Not Good
Ok, this report is not good news. A homeowner in New Jersey walked out her front door and found a surprise on her front lawn. A rocket launcher.
(CBS) JERSEY CITY A Jersey City woman made a shocking discovery on her lawn this morning when she noticed a military rocket launcher lying in the grass.
Niranjana Besai was leaving her house, located at 88 Nelson Street, to go to work just after 8 this morning when she spotted the launcher on her front lawn. "I read it and it [said] 'missile,'" Besai told CBS 2 HD. "There was little 'missile' [writing] on it."
She immediately called police.
Sources tell CBS 2 HD that the device is an AT-4 missile launcher that is used to fire against tanks and buildings. The device was first approved by the U.S. Army in 1985 and questions are being raised as to whether the device was stolen from a branch of the military.
Its very powerful warheads can penetrate through well over a foot of armor.
What's more troubling, sources add, is that Besai's house is located along flight path for Newark Liberty International Airport.
There is a bit of hyperventilation here. If the device is an actual AT-4 of the type used by the US armed forces, it is a single shot weapon that fires a "dumb" unguided projectile. It is not a "missile launcher", it is classified as a recoilless rifle (or grenade launcher). Technically, it would be possible to hit a jet in the air with one - but it would be a hell of a shot. That does not mean this is not a problem. When was the last time you found a recoilless rifle lying in your front yard?
There are other types of devices which are real missile launchers, however, that this could also be, so until there is a definite identification, everything is speculative. One witness reports seeing a picture of a kneeling soldier on the device, however, which matches with the markings for the AT-4 (officially the M136 AT4). But just happening to find one in front of a house that is under the flight path to a major airport isn't a good thing at all, regardless.
UPDATE: The AP is reporting that the device has been confirmed as an AT-4 which had already been fired. The devices are not reloadbale or reusable. They believe the device is about 20 years old. The disturbing part is that experts agree that the fired device, while not lethal, can be used as a training prop to show someone how to hold and aim it.

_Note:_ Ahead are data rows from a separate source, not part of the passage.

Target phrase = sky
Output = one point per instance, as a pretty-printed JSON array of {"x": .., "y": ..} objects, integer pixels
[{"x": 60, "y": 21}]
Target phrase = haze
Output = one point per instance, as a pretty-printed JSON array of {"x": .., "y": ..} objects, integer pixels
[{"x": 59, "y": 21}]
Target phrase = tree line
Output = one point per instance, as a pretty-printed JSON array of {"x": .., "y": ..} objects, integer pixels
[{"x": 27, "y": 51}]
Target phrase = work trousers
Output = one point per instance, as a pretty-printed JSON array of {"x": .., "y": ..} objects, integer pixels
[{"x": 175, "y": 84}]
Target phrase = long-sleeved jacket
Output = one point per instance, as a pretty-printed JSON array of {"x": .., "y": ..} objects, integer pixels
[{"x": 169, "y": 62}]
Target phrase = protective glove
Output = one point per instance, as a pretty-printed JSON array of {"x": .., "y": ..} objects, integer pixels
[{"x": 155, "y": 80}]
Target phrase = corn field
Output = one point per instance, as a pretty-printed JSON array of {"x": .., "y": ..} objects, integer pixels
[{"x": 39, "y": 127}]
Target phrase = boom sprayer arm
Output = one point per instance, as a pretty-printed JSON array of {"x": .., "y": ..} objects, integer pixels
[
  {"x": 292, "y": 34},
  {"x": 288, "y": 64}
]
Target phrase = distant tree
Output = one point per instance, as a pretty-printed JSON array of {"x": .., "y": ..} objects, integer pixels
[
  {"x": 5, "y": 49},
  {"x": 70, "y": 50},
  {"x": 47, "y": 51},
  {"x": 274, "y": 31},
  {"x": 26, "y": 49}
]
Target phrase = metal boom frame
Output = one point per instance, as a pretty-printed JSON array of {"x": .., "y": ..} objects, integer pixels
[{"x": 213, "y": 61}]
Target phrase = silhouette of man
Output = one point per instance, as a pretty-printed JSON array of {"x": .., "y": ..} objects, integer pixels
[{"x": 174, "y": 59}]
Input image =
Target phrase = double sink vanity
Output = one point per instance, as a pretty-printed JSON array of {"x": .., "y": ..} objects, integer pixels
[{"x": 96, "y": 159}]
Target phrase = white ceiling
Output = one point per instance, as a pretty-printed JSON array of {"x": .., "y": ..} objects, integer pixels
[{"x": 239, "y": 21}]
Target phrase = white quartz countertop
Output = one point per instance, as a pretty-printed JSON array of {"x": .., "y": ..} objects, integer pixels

Army personnel identified the yard-long tube as an AT-4 anti-tank missile launcher, said fort spokesman Timothy Rider. Such launchers can only be used once to fire a missile, and soldiers determined that this launcher had been fired, he said.
"It can never be reloaded, but it still has the mechanism that can be useful for training," Rider said, explaining that soldiers can learn to carry it on their shoulder and take aim.






By Neo, Friday, 20 July , 2007 @ 1:00 pm
The AT-4 is about 18 in long, but the report said it was about 6 feet long. So something is amiss here.
By Neo, Friday, 20 July , 2007 @ 1:01 pm
Sorry. The report said “three or four feet long and weighing about 15 pounds”. Still it doesn’t match.
By Neo, Friday, 20 July , 2007 @ 1:08 pm
I really got myself all messed up here.
The projectile/cartridge is 18in/4lbs but the AT-4 is bigger.
By Gaius, Friday, 20 July , 2007 @ 1:18 pm
There was a picture of both at the link I provided. Size appears to be a match.
By Marcus Atrocious, Friday, 20 July , 2007 @ 10:14 pm
An expended AT-4 is nothing more than a useless fiberglass tube. Similar to an empty section of pipe. Like already pointed out, it cannot be reloaded. As a training aid, it has a certain value, but only on how to fire other AT-4s… which like Gaius said, is a wholly inappropriate weapon for taking down airliners. I won’t go into particulars, but suffice it to say that it is an extremely poor substitute for a surface to air missile.